B. In rendering the opinions expressed in paragraph 1 above relating to existence and good standing of the Louisiana Subsidiary, we have relied solely upon a review of the Certificate of State of Louisiana, Secretary of State, dated November 12, 2010.

This opinion is limited to the matters stated herein and is given solely in connection with your registration statement on Form S-4 filed with the Securities Exchange Commission (the “Registration Statement”). The opinions expressed herein may be relied upon by your counsel, Sidley Austin LLP in connection with its opinion filed as an exhibit to your Registration Statement regarding the validity of the securities being registered.
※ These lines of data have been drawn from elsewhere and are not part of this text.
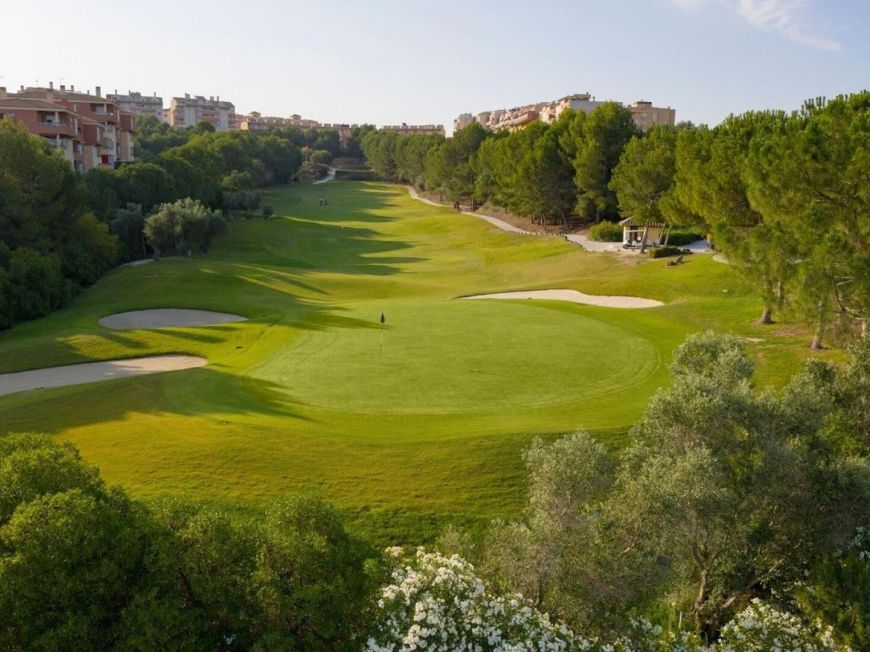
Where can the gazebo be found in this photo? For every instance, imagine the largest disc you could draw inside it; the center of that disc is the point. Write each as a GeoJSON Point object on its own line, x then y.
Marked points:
{"type": "Point", "coordinates": [633, 234]}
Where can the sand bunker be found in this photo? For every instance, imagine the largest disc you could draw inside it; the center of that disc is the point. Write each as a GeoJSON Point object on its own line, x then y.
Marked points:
{"type": "Point", "coordinates": [166, 317]}
{"type": "Point", "coordinates": [91, 372]}
{"type": "Point", "coordinates": [575, 297]}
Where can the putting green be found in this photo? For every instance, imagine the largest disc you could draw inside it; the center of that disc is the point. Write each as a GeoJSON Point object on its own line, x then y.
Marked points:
{"type": "Point", "coordinates": [462, 357]}
{"type": "Point", "coordinates": [406, 426]}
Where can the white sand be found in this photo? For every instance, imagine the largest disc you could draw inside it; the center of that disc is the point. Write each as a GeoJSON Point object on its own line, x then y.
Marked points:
{"type": "Point", "coordinates": [167, 317]}
{"type": "Point", "coordinates": [575, 297]}
{"type": "Point", "coordinates": [91, 372]}
{"type": "Point", "coordinates": [501, 224]}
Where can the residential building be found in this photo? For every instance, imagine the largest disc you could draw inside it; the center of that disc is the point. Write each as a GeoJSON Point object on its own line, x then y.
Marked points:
{"type": "Point", "coordinates": [189, 111]}
{"type": "Point", "coordinates": [56, 124]}
{"type": "Point", "coordinates": [344, 130]}
{"type": "Point", "coordinates": [236, 120]}
{"type": "Point", "coordinates": [462, 121]}
{"type": "Point", "coordinates": [646, 115]}
{"type": "Point", "coordinates": [254, 121]}
{"type": "Point", "coordinates": [103, 133]}
{"type": "Point", "coordinates": [138, 104]}
{"type": "Point", "coordinates": [408, 130]}
{"type": "Point", "coordinates": [297, 120]}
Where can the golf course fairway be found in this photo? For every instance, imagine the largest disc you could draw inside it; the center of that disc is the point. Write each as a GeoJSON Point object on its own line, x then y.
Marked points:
{"type": "Point", "coordinates": [406, 425]}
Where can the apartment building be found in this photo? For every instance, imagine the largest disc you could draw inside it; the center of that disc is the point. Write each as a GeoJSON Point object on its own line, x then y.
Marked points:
{"type": "Point", "coordinates": [255, 121]}
{"type": "Point", "coordinates": [409, 130]}
{"type": "Point", "coordinates": [189, 111]}
{"type": "Point", "coordinates": [645, 115]}
{"type": "Point", "coordinates": [89, 129]}
{"type": "Point", "coordinates": [139, 105]}
{"type": "Point", "coordinates": [297, 120]}
{"type": "Point", "coordinates": [56, 124]}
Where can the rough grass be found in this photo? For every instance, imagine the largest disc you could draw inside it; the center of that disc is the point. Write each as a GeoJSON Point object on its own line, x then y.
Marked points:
{"type": "Point", "coordinates": [406, 426]}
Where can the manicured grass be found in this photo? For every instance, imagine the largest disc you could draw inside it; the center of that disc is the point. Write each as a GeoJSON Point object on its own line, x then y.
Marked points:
{"type": "Point", "coordinates": [407, 426]}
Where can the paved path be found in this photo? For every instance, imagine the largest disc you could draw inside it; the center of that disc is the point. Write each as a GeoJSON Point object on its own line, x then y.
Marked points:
{"type": "Point", "coordinates": [91, 372]}
{"type": "Point", "coordinates": [504, 226]}
{"type": "Point", "coordinates": [594, 245]}
{"type": "Point", "coordinates": [330, 176]}
{"type": "Point", "coordinates": [605, 301]}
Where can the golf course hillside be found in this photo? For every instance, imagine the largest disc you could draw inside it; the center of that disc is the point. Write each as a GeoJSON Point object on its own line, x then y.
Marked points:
{"type": "Point", "coordinates": [346, 363]}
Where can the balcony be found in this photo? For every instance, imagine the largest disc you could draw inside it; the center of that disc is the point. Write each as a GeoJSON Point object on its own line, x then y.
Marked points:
{"type": "Point", "coordinates": [50, 127]}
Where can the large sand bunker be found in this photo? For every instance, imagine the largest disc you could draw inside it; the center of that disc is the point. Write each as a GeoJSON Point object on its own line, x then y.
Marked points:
{"type": "Point", "coordinates": [575, 297]}
{"type": "Point", "coordinates": [91, 372]}
{"type": "Point", "coordinates": [167, 318]}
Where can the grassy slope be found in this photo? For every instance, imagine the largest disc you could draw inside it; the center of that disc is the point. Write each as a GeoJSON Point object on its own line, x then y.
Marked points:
{"type": "Point", "coordinates": [408, 426]}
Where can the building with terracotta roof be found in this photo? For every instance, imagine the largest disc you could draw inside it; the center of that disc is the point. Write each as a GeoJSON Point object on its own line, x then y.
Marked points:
{"type": "Point", "coordinates": [90, 130]}
{"type": "Point", "coordinates": [409, 130]}
{"type": "Point", "coordinates": [139, 105]}
{"type": "Point", "coordinates": [189, 111]}
{"type": "Point", "coordinates": [646, 116]}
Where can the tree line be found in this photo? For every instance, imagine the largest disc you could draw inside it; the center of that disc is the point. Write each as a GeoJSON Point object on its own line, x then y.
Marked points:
{"type": "Point", "coordinates": [735, 520]}
{"type": "Point", "coordinates": [784, 196]}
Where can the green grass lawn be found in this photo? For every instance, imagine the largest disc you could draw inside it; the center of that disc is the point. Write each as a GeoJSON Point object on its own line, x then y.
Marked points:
{"type": "Point", "coordinates": [407, 426]}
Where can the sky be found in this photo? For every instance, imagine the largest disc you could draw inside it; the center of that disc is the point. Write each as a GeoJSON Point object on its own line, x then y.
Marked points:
{"type": "Point", "coordinates": [392, 61]}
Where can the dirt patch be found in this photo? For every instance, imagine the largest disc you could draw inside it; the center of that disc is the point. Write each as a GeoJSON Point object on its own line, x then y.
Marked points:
{"type": "Point", "coordinates": [167, 318]}
{"type": "Point", "coordinates": [575, 297]}
{"type": "Point", "coordinates": [92, 372]}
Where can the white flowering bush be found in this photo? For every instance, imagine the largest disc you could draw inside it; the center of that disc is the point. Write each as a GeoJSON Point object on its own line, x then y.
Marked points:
{"type": "Point", "coordinates": [438, 603]}
{"type": "Point", "coordinates": [761, 627]}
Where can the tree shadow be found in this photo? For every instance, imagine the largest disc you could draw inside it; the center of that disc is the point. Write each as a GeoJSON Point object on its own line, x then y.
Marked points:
{"type": "Point", "coordinates": [56, 409]}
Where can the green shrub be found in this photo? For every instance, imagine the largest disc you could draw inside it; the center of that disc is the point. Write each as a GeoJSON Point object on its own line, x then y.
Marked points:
{"type": "Point", "coordinates": [664, 252]}
{"type": "Point", "coordinates": [356, 175]}
{"type": "Point", "coordinates": [606, 232]}
{"type": "Point", "coordinates": [680, 238]}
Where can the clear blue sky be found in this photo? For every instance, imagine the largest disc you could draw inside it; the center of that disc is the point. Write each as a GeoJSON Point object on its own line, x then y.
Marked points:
{"type": "Point", "coordinates": [385, 61]}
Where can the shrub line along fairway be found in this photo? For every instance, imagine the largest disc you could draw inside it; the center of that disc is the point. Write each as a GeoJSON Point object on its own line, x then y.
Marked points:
{"type": "Point", "coordinates": [406, 425]}
{"type": "Point", "coordinates": [91, 372]}
{"type": "Point", "coordinates": [574, 297]}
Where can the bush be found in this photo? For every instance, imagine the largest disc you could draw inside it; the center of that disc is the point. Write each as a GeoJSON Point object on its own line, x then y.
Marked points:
{"type": "Point", "coordinates": [240, 200]}
{"type": "Point", "coordinates": [183, 226]}
{"type": "Point", "coordinates": [665, 252]}
{"type": "Point", "coordinates": [606, 232]}
{"type": "Point", "coordinates": [356, 175]}
{"type": "Point", "coordinates": [681, 238]}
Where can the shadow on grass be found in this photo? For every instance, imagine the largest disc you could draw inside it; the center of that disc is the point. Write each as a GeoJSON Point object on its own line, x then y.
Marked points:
{"type": "Point", "coordinates": [203, 392]}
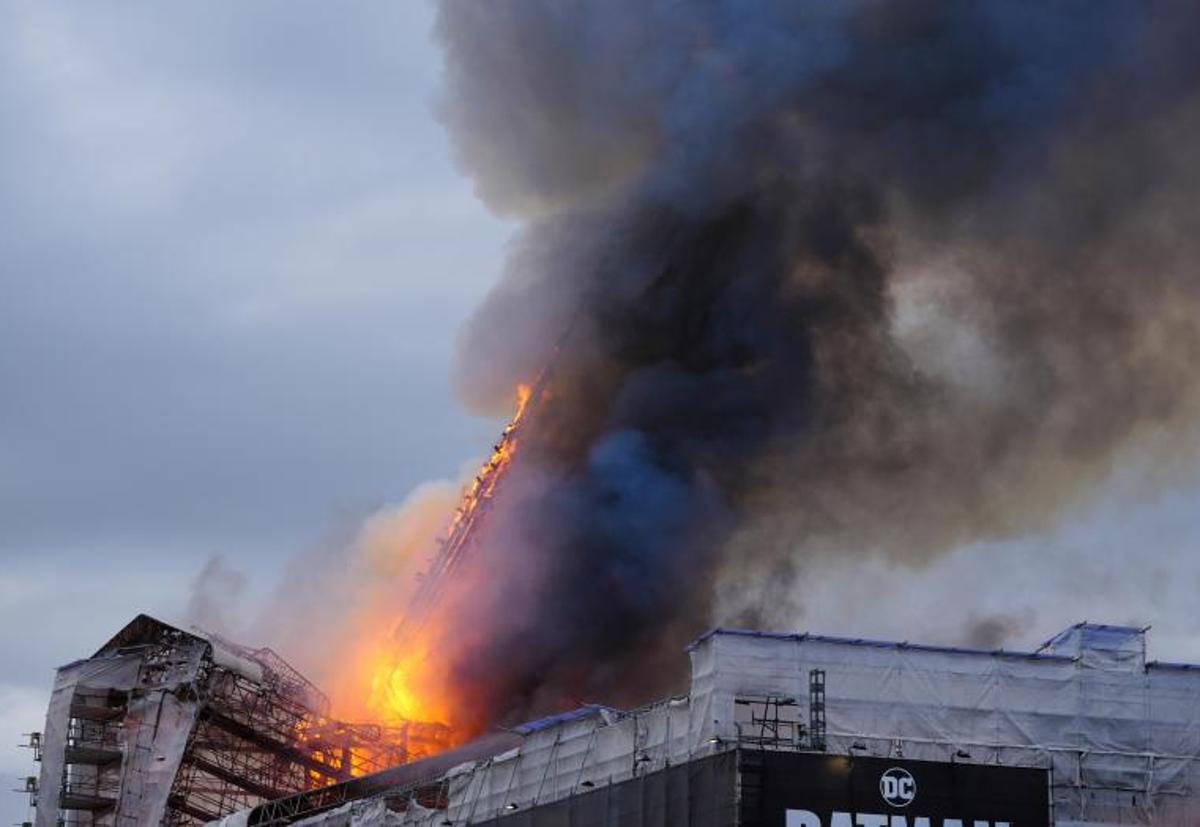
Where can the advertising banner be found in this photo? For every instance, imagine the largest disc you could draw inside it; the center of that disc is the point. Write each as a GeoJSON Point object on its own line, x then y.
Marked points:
{"type": "Point", "coordinates": [808, 790]}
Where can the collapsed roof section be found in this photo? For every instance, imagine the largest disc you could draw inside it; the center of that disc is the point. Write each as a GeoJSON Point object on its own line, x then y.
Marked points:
{"type": "Point", "coordinates": [1119, 737]}
{"type": "Point", "coordinates": [171, 726]}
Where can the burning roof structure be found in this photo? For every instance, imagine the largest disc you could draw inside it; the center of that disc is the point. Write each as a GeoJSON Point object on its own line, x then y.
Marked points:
{"type": "Point", "coordinates": [179, 727]}
{"type": "Point", "coordinates": [811, 731]}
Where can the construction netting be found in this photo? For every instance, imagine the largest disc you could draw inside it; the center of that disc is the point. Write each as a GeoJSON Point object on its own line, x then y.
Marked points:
{"type": "Point", "coordinates": [1120, 737]}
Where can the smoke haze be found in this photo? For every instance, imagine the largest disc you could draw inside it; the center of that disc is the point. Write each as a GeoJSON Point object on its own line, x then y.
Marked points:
{"type": "Point", "coordinates": [814, 281]}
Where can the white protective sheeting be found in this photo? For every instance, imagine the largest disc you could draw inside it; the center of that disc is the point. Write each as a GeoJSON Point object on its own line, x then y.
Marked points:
{"type": "Point", "coordinates": [1121, 736]}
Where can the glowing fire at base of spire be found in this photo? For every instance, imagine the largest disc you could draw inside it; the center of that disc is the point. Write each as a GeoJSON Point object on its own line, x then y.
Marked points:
{"type": "Point", "coordinates": [405, 672]}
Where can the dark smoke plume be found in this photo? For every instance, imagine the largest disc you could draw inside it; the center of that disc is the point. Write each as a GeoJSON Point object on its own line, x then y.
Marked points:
{"type": "Point", "coordinates": [811, 279]}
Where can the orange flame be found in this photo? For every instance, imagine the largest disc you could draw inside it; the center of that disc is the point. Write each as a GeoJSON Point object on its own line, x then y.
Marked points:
{"type": "Point", "coordinates": [403, 673]}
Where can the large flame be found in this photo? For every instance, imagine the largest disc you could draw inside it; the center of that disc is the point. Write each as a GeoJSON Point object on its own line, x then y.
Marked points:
{"type": "Point", "coordinates": [401, 670]}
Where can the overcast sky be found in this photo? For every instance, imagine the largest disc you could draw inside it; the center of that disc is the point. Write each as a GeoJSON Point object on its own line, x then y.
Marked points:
{"type": "Point", "coordinates": [234, 257]}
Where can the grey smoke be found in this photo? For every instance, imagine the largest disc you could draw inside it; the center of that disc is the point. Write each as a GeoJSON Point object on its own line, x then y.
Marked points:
{"type": "Point", "coordinates": [811, 280]}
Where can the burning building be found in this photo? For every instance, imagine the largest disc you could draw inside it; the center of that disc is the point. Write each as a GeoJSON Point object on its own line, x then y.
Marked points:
{"type": "Point", "coordinates": [815, 731]}
{"type": "Point", "coordinates": [180, 727]}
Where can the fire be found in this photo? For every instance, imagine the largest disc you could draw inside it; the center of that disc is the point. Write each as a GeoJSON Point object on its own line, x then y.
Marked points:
{"type": "Point", "coordinates": [400, 673]}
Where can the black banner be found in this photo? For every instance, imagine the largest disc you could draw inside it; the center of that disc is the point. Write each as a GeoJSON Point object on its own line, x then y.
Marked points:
{"type": "Point", "coordinates": [807, 790]}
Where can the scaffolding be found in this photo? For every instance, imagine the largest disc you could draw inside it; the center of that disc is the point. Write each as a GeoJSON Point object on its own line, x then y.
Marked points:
{"type": "Point", "coordinates": [168, 726]}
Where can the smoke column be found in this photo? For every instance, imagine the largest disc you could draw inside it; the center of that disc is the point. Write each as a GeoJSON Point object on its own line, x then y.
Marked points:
{"type": "Point", "coordinates": [811, 279]}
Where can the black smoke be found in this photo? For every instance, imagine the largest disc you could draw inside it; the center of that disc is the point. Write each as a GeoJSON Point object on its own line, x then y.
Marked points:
{"type": "Point", "coordinates": [810, 279]}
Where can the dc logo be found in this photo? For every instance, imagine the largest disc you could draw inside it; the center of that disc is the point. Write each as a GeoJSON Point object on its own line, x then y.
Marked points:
{"type": "Point", "coordinates": [898, 786]}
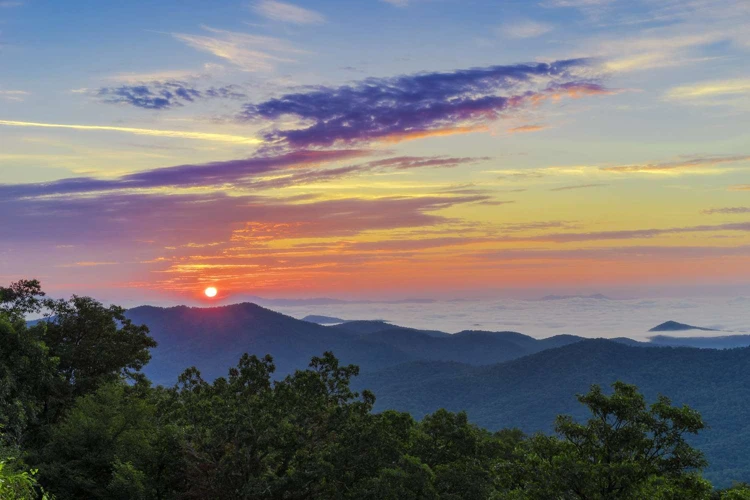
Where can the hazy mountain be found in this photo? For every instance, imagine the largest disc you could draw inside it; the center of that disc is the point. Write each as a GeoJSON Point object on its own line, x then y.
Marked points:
{"type": "Point", "coordinates": [212, 339]}
{"type": "Point", "coordinates": [673, 326]}
{"type": "Point", "coordinates": [322, 320]}
{"type": "Point", "coordinates": [723, 342]}
{"type": "Point", "coordinates": [529, 392]}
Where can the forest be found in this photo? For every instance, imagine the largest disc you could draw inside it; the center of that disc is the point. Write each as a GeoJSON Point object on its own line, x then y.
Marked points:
{"type": "Point", "coordinates": [79, 420]}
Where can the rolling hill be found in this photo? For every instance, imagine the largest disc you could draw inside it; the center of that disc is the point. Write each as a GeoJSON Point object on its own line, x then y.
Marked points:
{"type": "Point", "coordinates": [213, 339]}
{"type": "Point", "coordinates": [529, 392]}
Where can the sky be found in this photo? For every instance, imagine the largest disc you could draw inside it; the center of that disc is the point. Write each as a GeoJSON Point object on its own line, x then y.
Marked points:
{"type": "Point", "coordinates": [375, 148]}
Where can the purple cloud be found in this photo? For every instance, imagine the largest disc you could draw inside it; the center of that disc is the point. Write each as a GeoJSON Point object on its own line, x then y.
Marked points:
{"type": "Point", "coordinates": [204, 175]}
{"type": "Point", "coordinates": [302, 167]}
{"type": "Point", "coordinates": [418, 105]}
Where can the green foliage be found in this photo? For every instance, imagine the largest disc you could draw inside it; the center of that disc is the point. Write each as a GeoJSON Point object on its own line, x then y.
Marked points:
{"type": "Point", "coordinates": [17, 483]}
{"type": "Point", "coordinates": [626, 450]}
{"type": "Point", "coordinates": [27, 373]}
{"type": "Point", "coordinates": [94, 344]}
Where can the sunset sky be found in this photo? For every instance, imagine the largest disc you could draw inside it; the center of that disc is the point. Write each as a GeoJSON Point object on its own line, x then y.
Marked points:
{"type": "Point", "coordinates": [374, 148]}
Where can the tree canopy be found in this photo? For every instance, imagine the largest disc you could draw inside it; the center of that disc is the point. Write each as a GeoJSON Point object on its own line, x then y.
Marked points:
{"type": "Point", "coordinates": [80, 421]}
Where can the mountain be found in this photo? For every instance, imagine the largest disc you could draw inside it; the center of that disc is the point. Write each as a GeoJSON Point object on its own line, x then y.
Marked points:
{"type": "Point", "coordinates": [673, 326]}
{"type": "Point", "coordinates": [530, 391]}
{"type": "Point", "coordinates": [213, 339]}
{"type": "Point", "coordinates": [367, 327]}
{"type": "Point", "coordinates": [723, 342]}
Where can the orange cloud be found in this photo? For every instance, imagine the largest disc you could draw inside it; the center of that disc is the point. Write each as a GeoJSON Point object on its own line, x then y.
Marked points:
{"type": "Point", "coordinates": [526, 128]}
{"type": "Point", "coordinates": [440, 132]}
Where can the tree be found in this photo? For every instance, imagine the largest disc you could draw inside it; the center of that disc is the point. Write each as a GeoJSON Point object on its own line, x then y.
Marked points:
{"type": "Point", "coordinates": [27, 374]}
{"type": "Point", "coordinates": [94, 343]}
{"type": "Point", "coordinates": [112, 444]}
{"type": "Point", "coordinates": [626, 450]}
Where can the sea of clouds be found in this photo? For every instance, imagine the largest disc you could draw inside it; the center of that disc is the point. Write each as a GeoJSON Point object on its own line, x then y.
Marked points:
{"type": "Point", "coordinates": [587, 317]}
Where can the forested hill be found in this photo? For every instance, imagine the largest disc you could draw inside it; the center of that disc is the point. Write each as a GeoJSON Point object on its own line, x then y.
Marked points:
{"type": "Point", "coordinates": [211, 338]}
{"type": "Point", "coordinates": [529, 392]}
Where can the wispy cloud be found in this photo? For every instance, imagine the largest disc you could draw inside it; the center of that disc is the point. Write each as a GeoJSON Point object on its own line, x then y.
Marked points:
{"type": "Point", "coordinates": [218, 174]}
{"type": "Point", "coordinates": [174, 219]}
{"type": "Point", "coordinates": [639, 233]}
{"type": "Point", "coordinates": [421, 105]}
{"type": "Point", "coordinates": [526, 128]}
{"type": "Point", "coordinates": [13, 95]}
{"type": "Point", "coordinates": [258, 173]}
{"type": "Point", "coordinates": [713, 92]}
{"type": "Point", "coordinates": [524, 29]}
{"type": "Point", "coordinates": [164, 94]}
{"type": "Point", "coordinates": [177, 134]}
{"type": "Point", "coordinates": [247, 52]}
{"type": "Point", "coordinates": [288, 13]}
{"type": "Point", "coordinates": [577, 186]}
{"type": "Point", "coordinates": [727, 211]}
{"type": "Point", "coordinates": [682, 164]}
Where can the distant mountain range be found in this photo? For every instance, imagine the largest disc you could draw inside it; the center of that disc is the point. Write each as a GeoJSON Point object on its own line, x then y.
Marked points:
{"type": "Point", "coordinates": [322, 301]}
{"type": "Point", "coordinates": [529, 392]}
{"type": "Point", "coordinates": [673, 326]}
{"type": "Point", "coordinates": [213, 339]}
{"type": "Point", "coordinates": [501, 378]}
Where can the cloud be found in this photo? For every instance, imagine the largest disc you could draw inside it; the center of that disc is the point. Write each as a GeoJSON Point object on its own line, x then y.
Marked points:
{"type": "Point", "coordinates": [248, 52]}
{"type": "Point", "coordinates": [159, 95]}
{"type": "Point", "coordinates": [713, 92]}
{"type": "Point", "coordinates": [526, 128]}
{"type": "Point", "coordinates": [684, 164]}
{"type": "Point", "coordinates": [409, 162]}
{"type": "Point", "coordinates": [578, 186]}
{"type": "Point", "coordinates": [177, 134]}
{"type": "Point", "coordinates": [727, 211]}
{"type": "Point", "coordinates": [421, 105]}
{"type": "Point", "coordinates": [288, 13]}
{"type": "Point", "coordinates": [217, 174]}
{"type": "Point", "coordinates": [13, 95]}
{"type": "Point", "coordinates": [524, 29]}
{"type": "Point", "coordinates": [576, 3]}
{"type": "Point", "coordinates": [174, 219]}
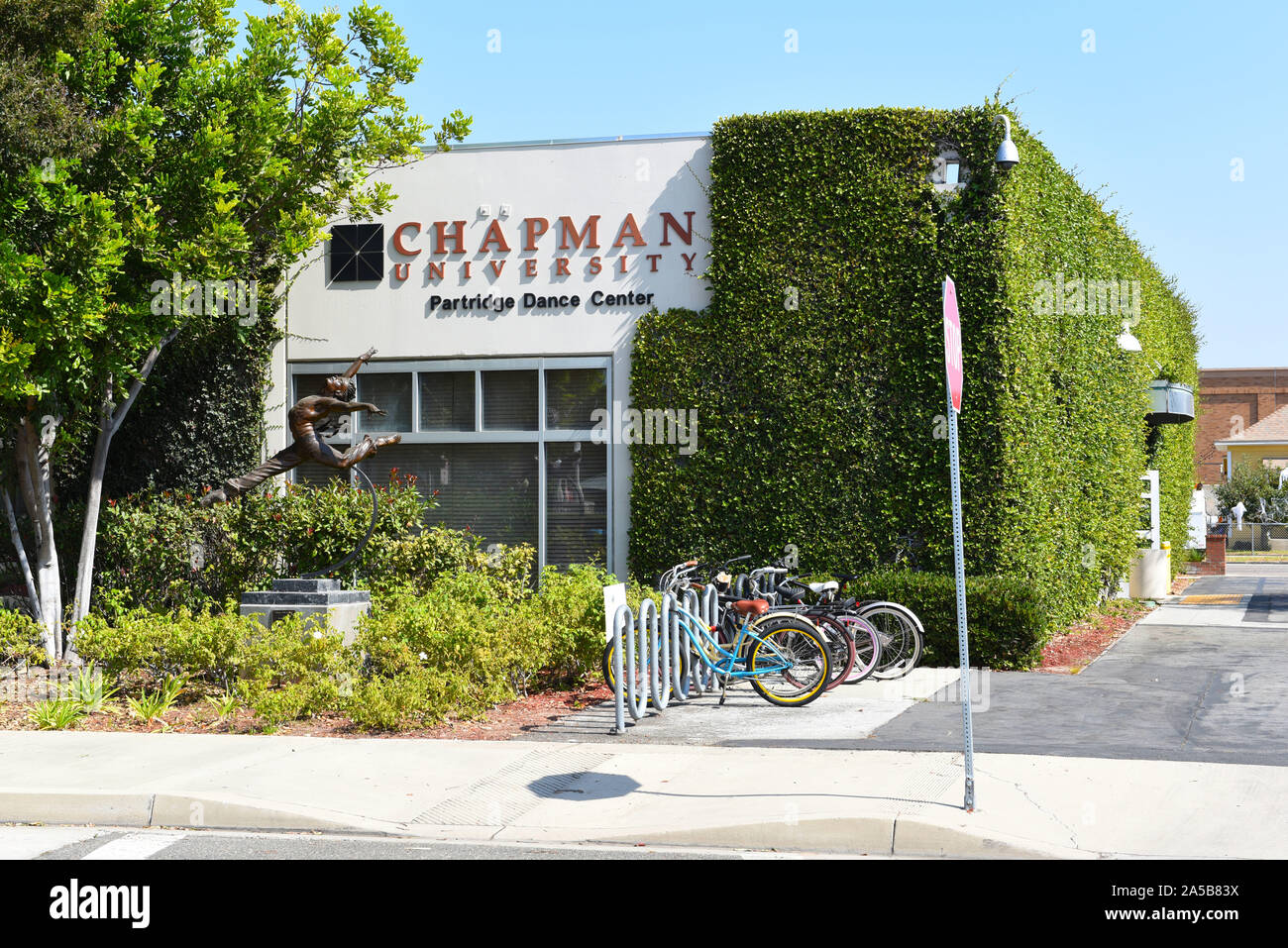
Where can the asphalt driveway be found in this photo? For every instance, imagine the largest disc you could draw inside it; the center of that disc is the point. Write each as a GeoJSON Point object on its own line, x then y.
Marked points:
{"type": "Point", "coordinates": [1205, 679]}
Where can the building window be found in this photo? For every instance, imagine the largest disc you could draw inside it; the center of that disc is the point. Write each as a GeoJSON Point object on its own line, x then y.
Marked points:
{"type": "Point", "coordinates": [356, 253]}
{"type": "Point", "coordinates": [505, 443]}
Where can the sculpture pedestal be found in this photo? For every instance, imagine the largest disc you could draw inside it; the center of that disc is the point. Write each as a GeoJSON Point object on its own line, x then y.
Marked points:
{"type": "Point", "coordinates": [309, 597]}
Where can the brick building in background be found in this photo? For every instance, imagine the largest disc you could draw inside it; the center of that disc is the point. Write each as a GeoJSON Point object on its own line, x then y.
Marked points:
{"type": "Point", "coordinates": [1232, 401]}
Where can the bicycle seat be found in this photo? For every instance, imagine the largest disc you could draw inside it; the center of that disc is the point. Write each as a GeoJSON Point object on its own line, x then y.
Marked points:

We hereby consent to the filing of this opinion letter as an exhibit to the Registration Statement and to the use of our name in the prospectus contained therein under the caption “Legal Matters”. The opinions expressed herein are as of the date hereof.

Very truly yours,

/s/ Liskow & Lewis

Liskow & Lewis

 


ANNEX A

TO OPINION LETTER OF LISKOW & LEWIS DATED NOVEMBER 22, 2010

Listing of Documents

1. The Base Indenture.

2. The First Supplemental Indenture dated as of April 30, 2010 (the “Supplemental Indenture”), executed by Issuer, the Trustee, Thermon Holdings Corp. and the Louisiana Subsidiary.

3. The Articles of Incorporation, as amended, of the Louisiana Subsidiary certified by the Secretary of State of the State of Louisiana pursuant to its certificate dated August 9, 2010, and the Officer’s Certificate of the Louisiana Subsidiary, dated as of November 22, 2010, certifying that such Articles of Incorporation, as amended, is a true and complete copy of the Amended and Restated Articles of Incorporation of the Louisiana Subsidiary, has not been amended and is in full force and effect, in each case as of November 22, 2010.

4. The Bylaws of the Louisiana Subsidiary, and the Officer’s Certificate of the Louisiana Subsidiary, dated as of November 22, 2010, certifying that the copy of the Bylaws attached thereto is a true and complete copy of the Bylaws of the Louisiana Subsidiary, has not been amended and is in full force and effect, in each case as of November 22, 2010.

5. Resolutions of the Board of Directors of the Louisiana Subsidiary, and the Officer’s Certificate of the Louisiana Subsidiary, dated as of November 22, 2010 certifying that the Resolutions attached thereto have been duly and properly passed by the Board of Directors of the Louisiana Subsidiary, have not been amended and are in full force and effect, in each case as of November 22, 2010.

Certain Additional Defined Terms

“Louisiana Constituent Documents” means, collectively, the documents identified in paragraphs 3 through 5 above.